Bijna nergens breed bevolkingsonderzoek

Nederland kent geen landelijk bevolkingsonderzoek naar prostaatkanker. Mannen kunnen wel op eigen initiatief een zogeheten PSA-bloedtest aanvragen bij de huisarts.

Die test meet een eiwit dat wordt gemaakt in de prostaat dat kan duiden op kanker. Bij een verhoogde waarde volgt meestal een MRI, soms een gerichte biopsie.

Maar het risico op overdiagnose is groot: screening brengt weliswaar meer tumoren aan het licht, maar een aanzienlijk deel daarvan zou nooit tot klachten of overlijden leiden.

Slechts enkele Europese landen, zoals Litouwen en delen van Zweden, hebben een georganiseerd programma. Uit trials blijkt dat PSA-screening de sterfte met 20 tot 35 procent kan verlagen.

Maar daar staat een forse toename van extra diagnoses en onnodige behandelingen tegenover, wat in de meeste landen heeft geleid tot het besluit om geen breed bevolkingsonderzoek in te voeren.

Wie zegt wat over bevolkingsonderzoek prostaatkanker?

Bron: Radio 1, BBC, The Times, andros.nl

EW's visie: Geen breed bevolkingsonderzoek, wel risicogroepen screenen

Door: Bram Hahn, redacteur Gezondheid

Er is een enorm verschil tussen grootschalig bevolkingsonderzoek bij alle mannen boven de zestig, het actief opsporen van mannen met een verhoogde kans op prostaatkanker, en zelftesten. Iedereen laten testen leidt momenteel vooral tot het vinden van tumoren die nooit problemen zouden geven.

Het kost bovendien veel geld en kan de zorg onnodig belasten. Thuistesten zijn niet betrouwbaar. Ze leiden vooral tot onzekerheid en brengen een stroom aan vervolgonderzoek op gang, zonder bewezen betere overlevingskansen voor de groep patiënten als geheel.

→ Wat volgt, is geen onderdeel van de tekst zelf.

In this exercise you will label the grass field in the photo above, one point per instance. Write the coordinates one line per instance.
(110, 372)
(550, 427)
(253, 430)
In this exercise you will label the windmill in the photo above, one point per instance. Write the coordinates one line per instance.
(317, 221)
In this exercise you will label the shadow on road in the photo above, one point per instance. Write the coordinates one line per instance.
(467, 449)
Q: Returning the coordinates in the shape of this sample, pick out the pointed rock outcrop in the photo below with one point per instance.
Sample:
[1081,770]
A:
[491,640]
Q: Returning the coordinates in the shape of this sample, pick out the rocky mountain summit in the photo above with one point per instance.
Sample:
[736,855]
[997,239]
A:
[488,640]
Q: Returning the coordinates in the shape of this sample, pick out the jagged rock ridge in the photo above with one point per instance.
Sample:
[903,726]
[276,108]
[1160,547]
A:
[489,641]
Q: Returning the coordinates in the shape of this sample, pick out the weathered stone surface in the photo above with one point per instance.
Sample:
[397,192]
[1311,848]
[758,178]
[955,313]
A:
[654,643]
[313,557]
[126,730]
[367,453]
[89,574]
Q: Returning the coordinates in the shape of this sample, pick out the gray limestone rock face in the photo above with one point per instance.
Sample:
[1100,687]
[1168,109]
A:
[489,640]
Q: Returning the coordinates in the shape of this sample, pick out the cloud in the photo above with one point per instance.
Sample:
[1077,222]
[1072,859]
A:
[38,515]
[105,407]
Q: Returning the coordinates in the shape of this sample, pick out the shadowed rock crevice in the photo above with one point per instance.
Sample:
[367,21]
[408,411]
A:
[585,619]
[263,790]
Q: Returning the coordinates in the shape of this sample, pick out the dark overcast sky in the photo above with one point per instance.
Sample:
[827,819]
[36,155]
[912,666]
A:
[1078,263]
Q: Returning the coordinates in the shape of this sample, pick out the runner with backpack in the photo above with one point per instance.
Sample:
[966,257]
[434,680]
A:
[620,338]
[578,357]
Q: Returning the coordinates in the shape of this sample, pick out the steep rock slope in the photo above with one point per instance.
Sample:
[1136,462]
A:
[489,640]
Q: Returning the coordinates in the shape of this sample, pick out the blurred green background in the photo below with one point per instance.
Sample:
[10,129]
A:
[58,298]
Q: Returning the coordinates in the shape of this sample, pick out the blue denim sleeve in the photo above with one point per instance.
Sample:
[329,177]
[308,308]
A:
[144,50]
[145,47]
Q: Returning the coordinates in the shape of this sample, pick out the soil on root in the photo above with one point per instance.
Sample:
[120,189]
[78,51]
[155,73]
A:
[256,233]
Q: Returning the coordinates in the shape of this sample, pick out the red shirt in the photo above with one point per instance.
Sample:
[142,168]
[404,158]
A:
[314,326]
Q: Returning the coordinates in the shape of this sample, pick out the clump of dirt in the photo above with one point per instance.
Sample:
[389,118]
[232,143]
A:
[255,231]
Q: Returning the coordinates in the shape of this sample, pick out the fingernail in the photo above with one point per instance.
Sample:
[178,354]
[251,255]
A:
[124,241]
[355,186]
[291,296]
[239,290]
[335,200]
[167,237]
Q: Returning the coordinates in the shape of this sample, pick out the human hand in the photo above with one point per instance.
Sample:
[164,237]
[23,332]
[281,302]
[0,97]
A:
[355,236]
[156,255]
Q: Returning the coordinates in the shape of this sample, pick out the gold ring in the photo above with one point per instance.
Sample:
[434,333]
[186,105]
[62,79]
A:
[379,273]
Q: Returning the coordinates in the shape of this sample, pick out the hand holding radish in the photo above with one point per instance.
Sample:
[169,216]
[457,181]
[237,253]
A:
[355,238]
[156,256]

Gerichte screening werkt wél bij risicogroepen

Gericht testen van mannen met een hoger risico, bijvoorbeeld vanwege prostaatkanker in de familie, kan wel degelijk voorkomen dat tumoren te laat worden ontdekt en leiden tot een succesvollere behandeling.

Het is zinvol om deze groepen actief op te sporen en medisch te volgen, zoals internationale deskundigen bepleiten.

Meebewegen met wetenschap

De keuze om bij een bepaalde vorm van kanker wel of geen breed bevolkingsonderzoek te doen, moet niet voor eeuwig vastliggen.

Nieuwe technieken, betere opvolging en effectievere behandelingen kunnen er in de toekomst voor zorgen dat grootschalig testen zinvoller wordt.

Voorop moet in elk geval altijd staan dat screening op prostaatkanker moet aansluiten bij de wetenschap en het belang van mannen, niet bij angst.